All the saints of the Old Testament were justified and sanctified by faith in the “Seed” which was to come (Weimar Edition, 42, 180; St Louis Edition, 1, 296).
Adam and Eve were encouraged by this promise. Wholeheartedly they grasped the hope of their restoration; and full of faith, they saw that God cared about their salvation, since he clearly declares that the male Seed of the woman would prostrate this enemy (American Edition, 1, 193).
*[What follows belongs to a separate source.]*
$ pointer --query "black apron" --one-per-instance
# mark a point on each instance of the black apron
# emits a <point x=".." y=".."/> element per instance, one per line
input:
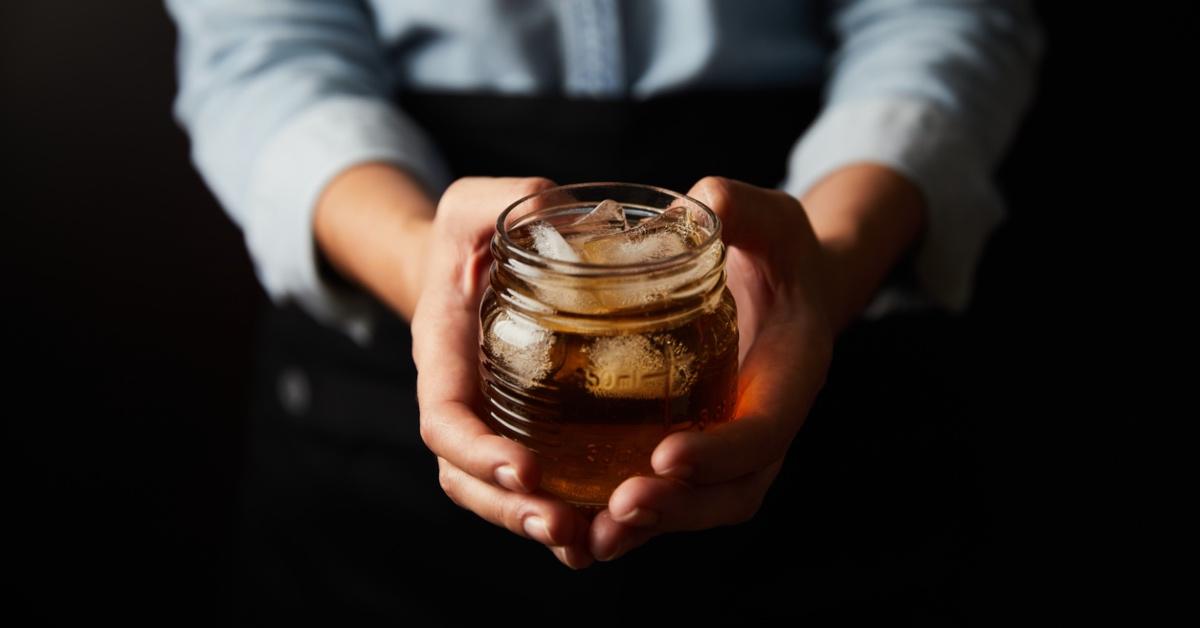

“The woman’s Seed” he says. This means all individuals in general, and yet he is speaking of only one individual, of the Seed of Mary, who is the mother without union with a male. Thus the first little expression, “I shall put enmity between you and the woman” seems to denote all women in general. God wanted to make all women suspect to Satan; on the other hand, he wanted to leave the godly with a very certain hope, so that they might expect this salvation from all who gave birth, until the real one came. In the same way, this “her Seed” is spoken most individually, if one may use the expression, concerning the Seed which was born only to Mary of the tribe of Judah, who was espoused to Joseph (AE 1, 196).
Although Eve was mistaken in this hope [that Cain was the promised Seed of the woman], her words nevertheless reveal that Eve was a holy woman and believed the promise of the future salvation by the blessed Seed (St L, 1, 296).
“The Seed of the Woman shall bruise your head.” This passage is the absolution whereby God acquitted Adam and Eve and all of us (St L 3, 66).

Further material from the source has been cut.